The serious people are spending serious money on DSLR rigs with setups built around 1Dmk4 or 5D bodies with Cooke, Zeiss or Leica lenses that eclipse the price of the body by several orders of magnitude. There’s a lot of buzz about the last episode of House being shot entirely on 5D mk2’s – it airs May 17.

LED lights are everywhere you turn and prices are coming down.

I’ve spent the last two days buried in the world of broadband, iptv, and mobile video at NAB, so don’t have much new camera porn for you all. As I sit here amongst the slot machines at my airport gate, here’s a ‘stuff’ update.

The acronym for today is OTT – which stands for ‘over the top’ delivery of iptv to settop boxes. A new ‘freedom’ chip is coming on the market which will give settop tv boxes the power of computers and will enable tv, vod, and web access via the internet. – bypassing the cable company. This seems like a pretty big deal to me, but it was well-hidden at this broadcast event.

There were a bunch of cool things for ipads and iphones. VeriCorder has a non-linear video editor for the iPhone which is fairly amazing. They’re also going to market xlr adapters for the iPhone as well as plug-in mics. The pro NLE is $300 per year, but they have a consumer app for $10 that does some editing.

On the content delivery front, a new company to join the likes of Brightcove, VMix, etc is a Virginia company called Voped. They have a pretty good administrative interface, decent metrics and seemed like bright, capable and nice people. They automatically transcode for different formats, including mobile. Bandwidth costs about $1k per terabyte per month.

There were an overwhelming number of rigs for dslrs and the Zeiss folks were beating people back from their booth – all of whom had their checkbooks out for a $24,000 set of compact prime lenses. The uptake of dslrs is amazing. Canon had a huge presence at the show, with almost continuous presentations of shows by the likes of Vincent Laforet. The crowds were huge in front of that part of the Canon booth while the broadcast folks were standing around their beautiful expensive tv lenses with no one to talk to. Zeiss, Leica, and Cooke all had lenses for the Canons in their booths. Nikon was not visible at all at the show.

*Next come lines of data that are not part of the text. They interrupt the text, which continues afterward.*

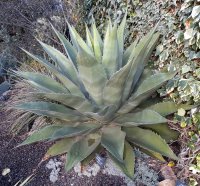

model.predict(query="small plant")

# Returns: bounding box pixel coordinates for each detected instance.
[13,16,193,178]
[179,0,200,60]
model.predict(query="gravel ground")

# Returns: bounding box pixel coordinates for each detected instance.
[0,109,51,186]
[0,109,128,186]
[0,135,51,186]
[58,171,126,186]
[0,95,161,186]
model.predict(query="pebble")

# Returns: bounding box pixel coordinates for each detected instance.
[176,180,187,186]
[0,90,11,101]
[158,179,176,186]
[46,158,62,183]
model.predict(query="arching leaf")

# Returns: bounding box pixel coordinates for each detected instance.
[77,45,107,105]
[14,101,87,121]
[136,146,165,162]
[65,134,101,171]
[110,141,135,179]
[142,123,179,142]
[51,123,98,140]
[15,71,68,93]
[115,110,167,126]
[51,24,77,68]
[38,40,79,85]
[102,23,119,77]
[46,138,74,157]
[103,61,131,107]
[124,127,178,160]
[145,101,195,116]
[101,126,125,162]
[117,11,127,68]
[92,22,103,62]
[21,50,84,96]
[18,125,64,146]
[67,23,93,56]
[122,29,159,102]
[85,24,94,50]
[119,72,176,114]
[33,92,95,112]
[122,39,138,66]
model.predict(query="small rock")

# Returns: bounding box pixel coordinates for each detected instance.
[2,168,10,176]
[49,171,58,183]
[0,81,10,95]
[191,108,198,115]
[0,90,11,101]
[46,159,62,183]
[161,165,177,180]
[74,151,159,186]
[176,180,187,186]
[95,153,106,168]
[158,179,176,186]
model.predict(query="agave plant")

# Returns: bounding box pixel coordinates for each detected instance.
[12,16,193,178]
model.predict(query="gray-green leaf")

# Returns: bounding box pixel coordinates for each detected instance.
[115,110,167,126]
[103,61,131,107]
[124,127,178,160]
[15,71,68,93]
[33,92,95,113]
[142,123,179,142]
[110,141,135,179]
[119,72,176,114]
[21,50,83,96]
[18,125,64,146]
[65,134,101,171]
[46,137,74,157]
[101,126,125,162]
[77,45,107,105]
[102,23,119,77]
[38,40,79,86]
[14,101,86,121]
[51,123,98,140]
[51,24,77,68]
[122,31,160,102]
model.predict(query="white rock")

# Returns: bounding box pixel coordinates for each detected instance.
[73,151,158,186]
[2,168,11,176]
[46,158,62,183]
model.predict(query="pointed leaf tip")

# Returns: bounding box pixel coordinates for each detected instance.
[101,126,125,162]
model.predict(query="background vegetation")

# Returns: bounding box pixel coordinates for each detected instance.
[87,1,200,184]
[0,0,199,185]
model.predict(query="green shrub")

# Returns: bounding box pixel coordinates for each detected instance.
[87,0,200,104]
[13,17,193,178]
[178,0,200,60]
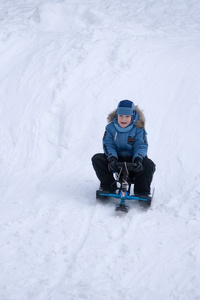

(Sorry, but I don’t know much about the new big-chip cameras announced by Panasonic and Sony. Panasonic will have a micro-four/thirds video camera at the end of 2010. Sony said they’re working on a big-chip camera but didn’t have mockups yet.)

Also overwhelming was the number of new LED based lighting systems. They’re starting to get the color temperature under control on the less-expensive units and a lot of them now have a switch to change from daylight to tungsten without having to use filters. Chinese LED lights were in every other booth and most looked the same but Filmgear, repped by Birns and Sawyer, looked to be quality stuff.

I went to the FCPUG Supermeet last night and saw presentations on Adobe CS5, Avid, and DaViinci color correction, along with 3D production (which is not at all simple.) Apple’s product manager for Final Cut Pro spoke at the event and highlighted many third-party developments. He did not say a single word about Apple’s plans for Final Cut.

NAB is the biggest trade show I’ve ever been to and I’m used to some big ones back home. It has three huge halls full of video and TV stuff. Never having been before, I don’t have much to compare it to, but I left with the impression that the whole TV industry has it’s head in the sand. Marketing for the show highlighted convergence and broadband, but the number of vendors and presentations on broadband and iptv was really pretty small. 3D seemed to be where people thought there was money to be made.

A shout-out to the list folks who got together at NAB – it was great and gratifying to meet you folks!